I went to Akihabara for a reason, which was to buy
something fun. I looked around half-heartedly for a Sharp
Zaurus- the ones which can be reflashed with a Linux
Kernel. Apparently its possible to get a hold of them in
Sweden, but it seems to be quite a hassle. What I didn't think
about was the number of different kinds of Zaurii in the
Akihabara market. I really should have known better, but
theres some ten or twenty products in Akihabara for every
Japanese product sold in the European market. Another thing
which complicated things is that a product with a certain name
in say Sweden has another name in Japan. The same goes for
product ids.

Needless to say, I skipped the search after talking to the
first salesperson. Instead, I looked around for the cheapest
possible MP3 player. Fun! The larger stores all have the same
price for the same products, they've probably made some sort
of deal with each other. But if you're careful, and ask lots
and lots of questions, you can get a real deal if you go to a
small one-man store. 

After lots of searching, I found a player which didn't
require Windows or Mac software, talked USB2.0, was small,
supported directories in the vfat filesystem, and didn't
require a separate charger- it charges the built-in battery
via USB. It costed just under 6000yen, which was half the cost
of the alternatives I found. 

Of course, it was a little ugly, and I expect the batteries
will die in a year or so, but it was still worth it. 

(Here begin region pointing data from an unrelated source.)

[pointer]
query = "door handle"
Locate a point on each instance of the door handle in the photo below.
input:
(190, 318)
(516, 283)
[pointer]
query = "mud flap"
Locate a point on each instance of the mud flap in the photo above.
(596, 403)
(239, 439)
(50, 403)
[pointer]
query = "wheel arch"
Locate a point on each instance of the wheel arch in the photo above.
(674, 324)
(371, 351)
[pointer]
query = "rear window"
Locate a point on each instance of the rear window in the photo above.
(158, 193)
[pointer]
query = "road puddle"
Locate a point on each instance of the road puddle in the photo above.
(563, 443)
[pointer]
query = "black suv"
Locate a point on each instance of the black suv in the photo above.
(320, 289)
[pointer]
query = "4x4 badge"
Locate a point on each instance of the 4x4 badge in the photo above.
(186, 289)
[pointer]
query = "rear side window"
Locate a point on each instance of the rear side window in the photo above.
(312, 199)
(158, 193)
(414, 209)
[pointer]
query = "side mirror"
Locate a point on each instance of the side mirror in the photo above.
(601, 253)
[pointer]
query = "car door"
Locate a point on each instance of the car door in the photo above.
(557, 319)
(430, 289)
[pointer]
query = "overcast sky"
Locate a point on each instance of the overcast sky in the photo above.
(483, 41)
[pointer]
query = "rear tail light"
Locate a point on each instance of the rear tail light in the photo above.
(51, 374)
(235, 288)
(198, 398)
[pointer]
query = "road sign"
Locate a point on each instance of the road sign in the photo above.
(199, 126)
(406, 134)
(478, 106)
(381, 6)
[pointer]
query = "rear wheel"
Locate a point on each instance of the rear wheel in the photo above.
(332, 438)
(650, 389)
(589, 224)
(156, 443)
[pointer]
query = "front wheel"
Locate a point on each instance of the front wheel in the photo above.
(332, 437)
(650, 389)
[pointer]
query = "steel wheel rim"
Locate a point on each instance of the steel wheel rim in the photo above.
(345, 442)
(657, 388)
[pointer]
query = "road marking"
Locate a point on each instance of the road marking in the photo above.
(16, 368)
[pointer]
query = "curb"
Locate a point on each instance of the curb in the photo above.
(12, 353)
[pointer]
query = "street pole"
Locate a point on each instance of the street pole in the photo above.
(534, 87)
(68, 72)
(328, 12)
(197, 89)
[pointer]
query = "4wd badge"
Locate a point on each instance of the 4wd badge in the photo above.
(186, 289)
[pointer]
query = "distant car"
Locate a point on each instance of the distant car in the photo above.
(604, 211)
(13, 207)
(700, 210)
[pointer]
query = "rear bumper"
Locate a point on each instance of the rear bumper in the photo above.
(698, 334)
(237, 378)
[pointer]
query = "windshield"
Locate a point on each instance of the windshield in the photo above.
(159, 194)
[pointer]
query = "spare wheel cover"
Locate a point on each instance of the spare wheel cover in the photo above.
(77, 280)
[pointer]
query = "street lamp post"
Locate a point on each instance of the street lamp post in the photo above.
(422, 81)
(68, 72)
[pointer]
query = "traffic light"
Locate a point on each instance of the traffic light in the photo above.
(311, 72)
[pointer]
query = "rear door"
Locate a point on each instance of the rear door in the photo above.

In the manual theres even a tiny section for Linux users,
which was completely unnecessary, but still quite nice.

Another really cool thing was all the specialist
stores. This isn't anything new for me, but fun nonetheless. I
found a store specializing in tank models from around the
world. From tiny ones less than 3mm big, to big ones at around
one meter from head to tail. From the first ones used in the
Great War to the ones used today by all nations. Experimental
ones created by nations and corporations from around the world
which never actually left the drawing room. Very realistic
miniature landscapes with tanks lined up. I was impressed,
even if it was a little much- the people customers I saw there
were... well I guess its fair to called them a little
fanatic. These guys are Otaku, to use a Japanese term for a
person with a hobby peppered with a generous dose of

There were countless stores several stories high, which
just sold cartoons in all its forms. From basement to maybe
five floors, filled with cartoons. Mostly from Japan, but also
from around the world. All differnent artistic and technical
styles, catering to all kinds of people. 

Theres this one building which is best described as a
bazaar. Every little space has been rented out, and this one
building contains one or two hundred shops. I've never managed
to count them all. One guy sells cables- audio, video, LAN,
fibre, PC internals. In all colours and lengths. Another has
specialized in diodes. Yet another sells analog interfaces-
switches, buttons, levers, big switches you see in movies
which start a power station. I found a store which sold
computer memory (RAM) of all kinds, both ancient and
modern. Want a hard disk for your Apple][ or IBM XT? :) 

Its no wonder Akihabara is called a geek's Mecca.